Forums Forums White Hat SEO The maths behind choosing a target CPA

  • Azurrrrr

    Guest
    March 7, 2020 at 8:21 pm

    Thank you! Don’t have time to read it at the moment but it’s in my bookmarks. Your website seems to have a lot of usefull information, thank you for this.

  • seyon35

    Guest
    March 7, 2020 at 8:26 pm

    Those whole write up is quite detailed and interesting. However it also might over-simplify the issue. Your model requires 1 of 2 scenarios:

    1. All spend is running through a single source (only google, or only Facebook, etc)

    2. Your target CPA is a blended target across all sources.

    1 has obvious problems in that you are severely hampering your ability to market at scale.

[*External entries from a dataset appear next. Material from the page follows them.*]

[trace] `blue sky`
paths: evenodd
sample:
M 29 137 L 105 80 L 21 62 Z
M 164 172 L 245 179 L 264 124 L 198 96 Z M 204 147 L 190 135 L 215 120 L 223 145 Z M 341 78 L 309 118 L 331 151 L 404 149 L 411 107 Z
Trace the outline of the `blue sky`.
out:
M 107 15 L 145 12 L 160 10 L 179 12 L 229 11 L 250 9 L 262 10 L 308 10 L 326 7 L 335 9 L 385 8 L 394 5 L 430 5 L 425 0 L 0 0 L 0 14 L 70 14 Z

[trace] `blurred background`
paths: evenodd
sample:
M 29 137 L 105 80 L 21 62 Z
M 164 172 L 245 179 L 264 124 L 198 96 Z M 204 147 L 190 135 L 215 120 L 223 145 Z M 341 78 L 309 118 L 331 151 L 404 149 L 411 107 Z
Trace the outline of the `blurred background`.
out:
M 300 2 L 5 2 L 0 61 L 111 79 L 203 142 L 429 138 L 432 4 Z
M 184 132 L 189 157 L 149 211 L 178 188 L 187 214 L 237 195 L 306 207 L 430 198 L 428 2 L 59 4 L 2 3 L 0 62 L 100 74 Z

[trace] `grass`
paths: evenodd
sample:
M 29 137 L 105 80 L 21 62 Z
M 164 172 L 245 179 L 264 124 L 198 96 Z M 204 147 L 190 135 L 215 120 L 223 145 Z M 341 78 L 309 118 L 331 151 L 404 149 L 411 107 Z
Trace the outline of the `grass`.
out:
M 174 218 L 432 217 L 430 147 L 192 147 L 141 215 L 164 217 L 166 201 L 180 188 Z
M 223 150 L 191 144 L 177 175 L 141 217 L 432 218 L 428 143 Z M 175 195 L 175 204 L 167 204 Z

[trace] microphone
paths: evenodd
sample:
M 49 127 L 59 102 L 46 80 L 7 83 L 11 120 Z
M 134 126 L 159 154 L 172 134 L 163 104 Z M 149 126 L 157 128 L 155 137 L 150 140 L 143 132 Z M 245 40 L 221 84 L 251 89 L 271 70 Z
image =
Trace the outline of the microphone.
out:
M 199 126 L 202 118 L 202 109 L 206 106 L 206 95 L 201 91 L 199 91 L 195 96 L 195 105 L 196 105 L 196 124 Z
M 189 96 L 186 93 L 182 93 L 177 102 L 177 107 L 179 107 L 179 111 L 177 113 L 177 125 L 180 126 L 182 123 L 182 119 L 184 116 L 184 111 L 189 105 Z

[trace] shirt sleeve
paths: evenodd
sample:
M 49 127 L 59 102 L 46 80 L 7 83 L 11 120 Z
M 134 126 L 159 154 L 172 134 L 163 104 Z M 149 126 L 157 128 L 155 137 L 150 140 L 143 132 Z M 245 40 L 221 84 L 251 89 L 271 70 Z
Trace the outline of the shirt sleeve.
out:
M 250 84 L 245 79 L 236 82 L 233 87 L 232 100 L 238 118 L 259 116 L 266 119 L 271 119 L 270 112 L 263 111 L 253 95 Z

    2 has problems because it doesn’t answer the question of “what should my target CPA be at a source level?” Because not all sources are built equally and many are inter-relational. For example, you might market on Facebook and google. Facebook will help build awareness of your brand which people then later recall and search for on google, which would make google the conversion-driving source. Your math will tell you that Facebook is failing and google is doing great. But if you shut off Facebook, you may also be shutting off a key driver of search. So what should your ideal CPA be on Facebook and Google in these scenarios?

  • IvD707

    Guest
    March 7, 2020 at 8:34 pm

    Thanks! My calculus is quite bad to appreciate this fully, and it would be cool if you added a section in the end about calculating this for other numbers, maybe even some pre-made Google Sheet calculator.
    But overall it was a very interesting read.

  • cmsciguy

    Guest
    March 7, 2020 at 9:04 pm

    Honestly, for me it’s a dance between scale and profitability. Disclaimer: I’m a business owner who runs my own ads, I’m not an agency.

    I set a Target CPA that makes business sense – as high of margins and ROI that I can. But this is only scalable so far (at least in Google). So I’m constantly considering the effect of increasing (incrementally, of course) my Target CPA to achieve more scale. As long as the math works out and my lower margins are offset by more volume, than I’m happy. If not, I leave it and look for ways to scale horizontally. But again, as a business owner, I focus on the customer lifetime value. I’ll even take some strategies to break even because I know the shear fact that I’m getting more customers will increase my profitability in 2-6 months.

  • AxMachina

    Guest
    March 7, 2020 at 9:26 pm

    Thanks for sharing your insights, very thoughtful. I guess there’s a bunch of assumptions that need to be true for the answer to work in your favour. For one, google simulation must be accurate and the underlaying data (campaign setup) it’s drawing on, as well as profit margin calculus.

    Setting those trife concerns aside, consider a population of competing marketers running a set of basic single ad / keyword campaigns targeting one product. If they were to run same calculations and consequently set same parameters, how would it affect individual outcomes?

    Thanks!

  • WebLinkr

    Guest
    March 8, 2020 at 4:34 am

    It also depends on your model – are you CPA or are you LTV?

    I have a PPC ROI calculator here [https://primaryposition.com/google-ads-ppc-roi-cpa-calculator/](https://primaryposition.com/google-ads-ppc-roi-cpa-calculator/)

  • swizingis

    Guest
    March 8, 2020 at 4:43 am

    Great read. Thx

  • hypepolice

    Guest
    March 8, 2020 at 9:13 am

    Hey, please excuse my calculus novice question – when you calculate the derivative, why is the formula ‘189/ad-spend’ rather than ‘(478+189)/ad-spend’? Thanks! Great article and site!

  • dailyhype

    Guest
    March 10, 2020 at 12:21 pm

    Thanks for sharing! Does this also work with Googles UAC bid guidance?